上辈子她就是用“道歉”的名义走进我家,在我面前跟陈世鸿眉来眼去,还趁我去厨房的时候翻了我的抽屉,偷走了我和陈世鸿的结婚证,第二天就登在了本地论坛上,配文是“某拟提拔干部妻子精神失常,婚姻早已名存实亡”。

那是我第一次被推上风口浪尖。

“好,”我说,“我回去。”

挂了电话,我给顾晏辰发了条消息:“今晚陈世鸿在家请林笑笑吃饭,如果您有兴趣,可以来看看好戏。”

回复很快:“地址。”

晚上七点,我推开家门,看见林笑笑坐在我的沙发上,穿着一条很素的裙子,脚边放着两个礼盒,笑得乖巧又温柔。

“清宁姐,对不起,这段时间外面传的那些话,都是我不好,我不该跟同事开玩笑的……”

她说着说着眼圈红了,看起来真诚极了。

上辈子我信了。

这辈子我看着这张脸,只想起她在法庭上指证我的样子——哭着说“清宁姐是我最尊敬的人,我真的没想到她会做出这种事”,然后递上我“受贿”的证据,每一份都是陈世鸿伪造的,每一份都有她的签名。
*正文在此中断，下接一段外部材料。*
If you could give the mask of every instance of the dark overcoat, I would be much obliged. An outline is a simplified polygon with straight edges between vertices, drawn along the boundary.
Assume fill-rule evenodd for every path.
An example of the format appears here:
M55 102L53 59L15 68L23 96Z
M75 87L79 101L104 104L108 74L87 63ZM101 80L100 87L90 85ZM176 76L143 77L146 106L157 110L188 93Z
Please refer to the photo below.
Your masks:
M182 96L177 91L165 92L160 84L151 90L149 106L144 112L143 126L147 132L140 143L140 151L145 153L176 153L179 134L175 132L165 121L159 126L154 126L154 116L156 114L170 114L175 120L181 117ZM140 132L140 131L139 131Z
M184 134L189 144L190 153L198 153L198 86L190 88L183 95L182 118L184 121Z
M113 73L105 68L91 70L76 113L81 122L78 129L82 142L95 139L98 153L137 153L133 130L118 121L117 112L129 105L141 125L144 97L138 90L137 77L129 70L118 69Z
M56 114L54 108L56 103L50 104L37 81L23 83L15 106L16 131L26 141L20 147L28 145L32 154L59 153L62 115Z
“没关系,”我笑着坐下,“笑笑你还小,不懂事,我不怪你。”

陈世鸿从厨房出来,系着围裙,一副居家好男人的模样。他看了看我,又看了看林笑笑,嘴角带着满意的弧度——他以为一切都在他掌控之中。

“清宁,笑笑调到我们科室了,以后要多照顾她。”

“好啊,”我端起茶杯,“对了笑笑,你住的那个小区环境怎么样?我听说那边的房子首付很低,是开发商有内部指标吗?”

林笑笑的笑容僵了一瞬。

陈世鸿倒酒的手也顿了一下。

“那个……是我男朋友买的,”林笑笑很快恢复自然,“清宁姐你也想买房吗?”

“随便问问。”

我低头喝茶,余光瞥见阳台上闪过一个身影——顾晏辰的人到了。

这顿饭吃得很“和谐”。陈世鸿给林笑笑夹菜,给我也夹菜,左右逢源滴水不漏。林笑笑一口一个“姐夫”,叫得比亲姐还亲。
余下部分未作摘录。